The most thrilling and delightful moment of any school day is opening up your baon during breaks. There is always so much excitement in unveiling your homemade meal and snacks housed inside matching heat-insulating containers. Because preparing packed meals is an age-old tradition of showing parental love, loved ones pour effort into curating a nutritious meal accompanied by a selection of side dishes, desserts, and beverages daily; it reminds us that we are being taken care of, even from far away.

Baon plays a significant role in a Filipino childhood. Almost every Filipino child comes to school with baon made especially for them by their parents or household helpers. Even Filipinos in the labor force continue to bring baon for varying reasons: to save money, recycle leftovers, cater to personal taste, or attend to special needs. Nonetheless, eating your baon is a heart-warming experience that allows Filipinos to bring a piece of home along with them wherever they go.

Even other cultures practice making packed lunch. In Japan, mothers create bento--Japanese meals in partitioned boxes. Because of the popularity of bento, trends have emerged, such as the Kyaraben, or character-themed bento. Naturally, Japanese parents and students began competing for who had the cutest and tastiest bento, and this is similar to what I have witnessed in my own childhood. I remember seeing my classmates sharing their snacks and lunches. They would compare and boast about their parents' or yayas’ cooking. In my case, I never had the chance to join in the competition or indulge in homemade cooking. Up until this day, I have never brought any baon to school.

For a long time, I envied others.
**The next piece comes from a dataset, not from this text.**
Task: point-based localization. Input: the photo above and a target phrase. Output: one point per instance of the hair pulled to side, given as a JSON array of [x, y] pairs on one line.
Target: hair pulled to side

As trivial or petty as it may seem, not having baon became a problem for my grade school self. During that time, I had to sit in a separate cafeteria away from my friends because the kids who bought food were assigned to sit elsewhere. You could consider me spoiled, but I wanted to experience something most kids did. I had food at home, so what made it so hard to bring some with me to school?

Now that I am on my final year in high school I have come to realize the benefits of purchasing my own food. Since I spent on food everyday, I learned to budget my allowance at a young age. Over the years, I learned to practice self-control whenever I wanted to eat more greasy fries and drink sweetened beverages. I have tasted the strangest viands at the school cafeterias, and I have repeatedly satiated myself over my latest delicious discoveries. Despite the struggles, I am thankful that I have never had baon because of what I have learned. Not to mention, I never had to experience eating cold food.